Edoardo Capizzano e Pierluigi Berardi, ovvero i ragazzi della Cep di Rende. In un’altra vita, sono una delle coppie più affiatate e pericolose del crimine organizzato cosentino, aggregati entrambi al gruppo di Villaggio Europa insieme ad altri ventenni come Gianfranco Bruni e Aldo Mario Mazzei. Come i loro coetanei della Massa o quelli di Andreotta, I “bravi ragazzi” della Cep di Rende altro non sono che una delle tante succursali del clan Pino, alle dirette dipendenze di Umile Arturi; ragazzi giovani, per lo più incensurati, da lanciare poi a capofitto nella guerra di mafia, allora nel pieno del suo svolgimento.

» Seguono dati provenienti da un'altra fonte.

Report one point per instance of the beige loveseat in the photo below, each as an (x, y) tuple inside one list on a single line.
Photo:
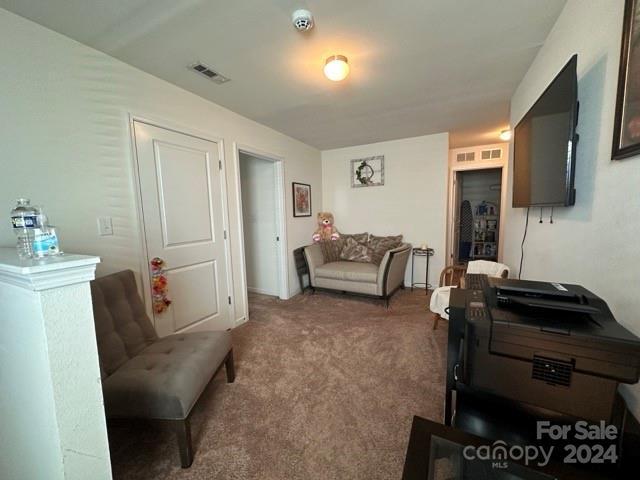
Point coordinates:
[(380, 281)]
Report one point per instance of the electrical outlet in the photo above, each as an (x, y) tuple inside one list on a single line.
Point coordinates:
[(105, 226)]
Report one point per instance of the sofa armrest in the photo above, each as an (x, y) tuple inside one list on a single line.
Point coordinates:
[(392, 269), (314, 257)]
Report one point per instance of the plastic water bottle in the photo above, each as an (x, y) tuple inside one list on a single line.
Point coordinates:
[(24, 219)]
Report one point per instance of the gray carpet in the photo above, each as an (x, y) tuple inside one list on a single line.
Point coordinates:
[(326, 388)]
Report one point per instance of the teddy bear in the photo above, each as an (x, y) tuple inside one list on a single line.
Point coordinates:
[(326, 230)]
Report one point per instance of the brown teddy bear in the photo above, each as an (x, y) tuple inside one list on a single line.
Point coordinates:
[(326, 230)]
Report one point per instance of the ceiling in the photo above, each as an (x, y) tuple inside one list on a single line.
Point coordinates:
[(417, 66)]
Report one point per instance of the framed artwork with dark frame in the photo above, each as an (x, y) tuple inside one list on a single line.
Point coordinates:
[(301, 199), (626, 134)]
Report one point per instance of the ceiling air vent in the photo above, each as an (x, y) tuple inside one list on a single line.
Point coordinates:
[(551, 372), (492, 154), (466, 157), (202, 69)]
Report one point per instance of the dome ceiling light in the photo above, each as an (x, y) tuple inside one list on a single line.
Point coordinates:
[(336, 68)]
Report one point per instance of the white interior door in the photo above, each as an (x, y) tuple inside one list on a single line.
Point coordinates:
[(182, 204), (259, 213)]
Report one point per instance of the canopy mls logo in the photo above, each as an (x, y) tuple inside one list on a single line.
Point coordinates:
[(499, 454)]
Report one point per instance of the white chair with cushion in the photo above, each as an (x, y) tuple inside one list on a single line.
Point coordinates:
[(451, 277)]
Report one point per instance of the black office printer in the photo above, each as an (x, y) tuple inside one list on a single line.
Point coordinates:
[(548, 345)]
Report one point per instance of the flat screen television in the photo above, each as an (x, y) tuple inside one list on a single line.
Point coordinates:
[(545, 145)]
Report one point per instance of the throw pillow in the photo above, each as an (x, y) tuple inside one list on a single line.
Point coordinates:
[(331, 249), (380, 245), (354, 251)]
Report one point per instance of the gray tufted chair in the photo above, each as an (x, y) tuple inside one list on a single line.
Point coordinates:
[(144, 376)]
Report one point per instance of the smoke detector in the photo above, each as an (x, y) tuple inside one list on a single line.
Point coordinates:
[(302, 20)]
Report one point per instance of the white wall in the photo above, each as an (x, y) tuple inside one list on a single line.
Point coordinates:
[(259, 207), (412, 201), (594, 243), (66, 144)]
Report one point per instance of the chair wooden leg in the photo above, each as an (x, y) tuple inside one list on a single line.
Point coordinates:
[(231, 370), (183, 435)]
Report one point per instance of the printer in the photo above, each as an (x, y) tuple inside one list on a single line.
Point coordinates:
[(549, 346)]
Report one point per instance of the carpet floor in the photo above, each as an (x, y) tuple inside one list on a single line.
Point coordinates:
[(326, 388)]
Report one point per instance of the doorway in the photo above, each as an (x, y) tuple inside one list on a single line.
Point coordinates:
[(477, 213), (263, 234), (182, 203)]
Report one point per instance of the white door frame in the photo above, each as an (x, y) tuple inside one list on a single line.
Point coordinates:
[(144, 267), (453, 171), (281, 219)]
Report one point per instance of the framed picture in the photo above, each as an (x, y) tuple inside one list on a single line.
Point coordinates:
[(626, 134), (301, 199), (367, 172)]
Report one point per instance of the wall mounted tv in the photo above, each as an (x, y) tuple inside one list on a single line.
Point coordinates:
[(545, 145)]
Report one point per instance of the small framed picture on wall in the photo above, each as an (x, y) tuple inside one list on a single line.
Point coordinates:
[(301, 199), (626, 135)]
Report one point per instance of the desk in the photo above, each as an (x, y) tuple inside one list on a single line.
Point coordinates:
[(421, 252)]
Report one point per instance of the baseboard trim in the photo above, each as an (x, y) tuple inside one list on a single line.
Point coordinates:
[(261, 291)]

In questo contesto, Capizzano e Berardi sono tra coloro i quali spiccano per intraprendenza. A maggio dell’82, il primo attenta alla vita di Franco Garofalo. Di questo, almeno, ne è convinto il diretto interessato che, non a caso, un anno dopo gli rende pan per focaccia e partecipa all’agguato contro di lui. Nello stesso periodo, poi, Capizzano si rende protagonista di un’azione ancora più spericolata. Un giorno d’estate, a San Lucido, ruba l’auto di Tonino Paese, il proprietario del bar Oasi di corso Mazzini, a quei tempi affiliato del clan Perna. Si tratta di un affronto in piena regola. Il bandito Capizzano lo fa scendere dall’abitacolo e, prima di filarsela, saluta così: «E mo’ te ne vai a piedi». Per questo e altro, un brutto giorno si stabilisce di farlo fuori.

In macchina con lui, il 12 agosto del 1983, c’è anche l’inseparabile Berardi, formidabile rapinatore e lesto di pistola. Talmente veloce che quando l’auto dei killer si affianca alla Fiat 124 di Capizzano, capisce al volo la situazione e riesce a sparare per primo. Inutilmente, però. Dall’altra parte, infatti, ci sono Giuseppe Vitelli che imbraccia un fucile con Nicola Belmonte e Garofalo armati di P38. Quest’ultimo scende per dare il colpo di grazia a un Capizzano mezzo morto, non sapendo che acquattato sotto il sedile c’è un Berardi pronto a vendere cara la pelle. Come racconterà lui stesso anni dopo, sente i passi dell’assassino sempre più vicini, ma poi il suono delle sirene interrompe il conto alla rovescia. E mette in fuga il commando. Berardi è vivo e vegeto, ma una metà di Capizzano muore quel giorno.

Pochi anni dopo, a seguito del blitz De Rose, Ciciariaddru decide di collaborare. Confessa una serie di rapine, ma non l’unico omicidio che lo riguarda da vicino, quello di Costabile. Quando esce dal carcere, Vincenzo Dedato si stupisce di vederlo circolare liberamente. Per lui è «un infame», ma poi gli spiegano come stanno davvero le cose: «Ha confessato solo le rapine, ma non ha detto niente sull’omicidio. Per questo lo lasciano campare». Anche durante il processo Garden, parlando dell’agguato subito da lui e Capizzano, dirà che si trattava di questioni private, di «una fujitina non perdonata». Poi, nel 2008, stremato dalla fame e dal dolore, si pente per davvero e alla legge racconta la sua verità.